国がおかしな動きをしたらちゃんとそれをおかしいと言えること。これは民主主義の大事な要素だと映画「フェアゲーム」は示唆しているように思います。ナオミ・ワッツさんとショーン・ペンさんが主役を演じており、ショーン・ペンさんが映画の終盤で講演している中で次のようなことを言っています。「ベンジャミン・フランクリンが独立宣言の草稿を書き、表へ出ると女性が近づき尋ねた。『フランクリンさん、どんな政体になりますか?』フランクリンは答えた『共和制です。守り通せるなら』・・・一人一人が国民としての義務を忘れない限り、道路の穴の報告も、一般教書の嘘を追求することも、声に出せ、質問するんだ。真実を要求しろ。民主主義は安易に与えらればしない。だが我々は民主主義に生きる。義務を果たせば、子どもたちもこの国で暮らせる。』実話に基づいた映画ですが、これがつい十数年前の出来事だと知り、驚くとともに、さすが民主主義の本家だなと感じました。

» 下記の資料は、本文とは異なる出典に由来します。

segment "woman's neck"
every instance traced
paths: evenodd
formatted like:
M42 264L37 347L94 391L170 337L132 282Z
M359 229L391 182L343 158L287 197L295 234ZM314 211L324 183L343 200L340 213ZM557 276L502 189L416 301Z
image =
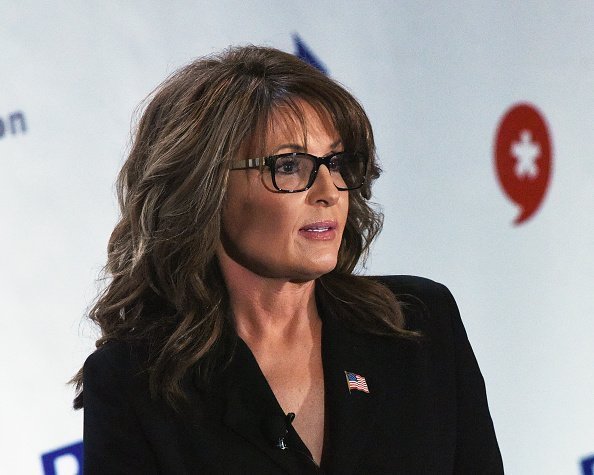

水野和夫さんと山口二郎さんの共著に『資本主義と民主主義の終焉』という本があります。この中で山口二郎さんが米国のハーバード大学教授のスティーブン・レベツキー氏とダニエル・ジブラット氏の共著『民主主義の死に方』の一節を紹介しており、「独裁の兆候として『審判を抱き込む』『対戦相手を欠場させる』『ルールを変える』の3つがあると指摘している」と書いておられます。今回のコロナウイルス感染症が収まったあと、人と人との接し方や社会の仕組み・当たり前が変わっているかも知れません。しかし、水野和夫さんはこの著書で最後に仰っています。「資本主義は終焉しても、民主主義は終わらせてはいけない」
私たちが「声に出さず」「質問しない」間に、大事なものを失ってしまわないよう、この大変な時にもしっかり意識をしていくことが大事なのではないだろうかと思います。外国の話ではありますが、フランクリンが「守り通せるなら」と言ったということを肝の銘じておきたいと思います。そしてこの世界中に猛威を振るっているウイルス禍の後、分断やヘイトで他人と自分を分かつのではなく、他の人に対してもう少し親切に穏やかに接することが多くなるような、あるいは、少しでも企業が利幅を大きくするために低コストで生産できるところから仕入れるというグローバルサプライチェーンが見直されて地産地消のような動きが高まるような、水野和夫さんが仰っている『よりゆっくり、より近くに、より寛容に』という価値観や体制の変化が少し増えていくのかも知れません。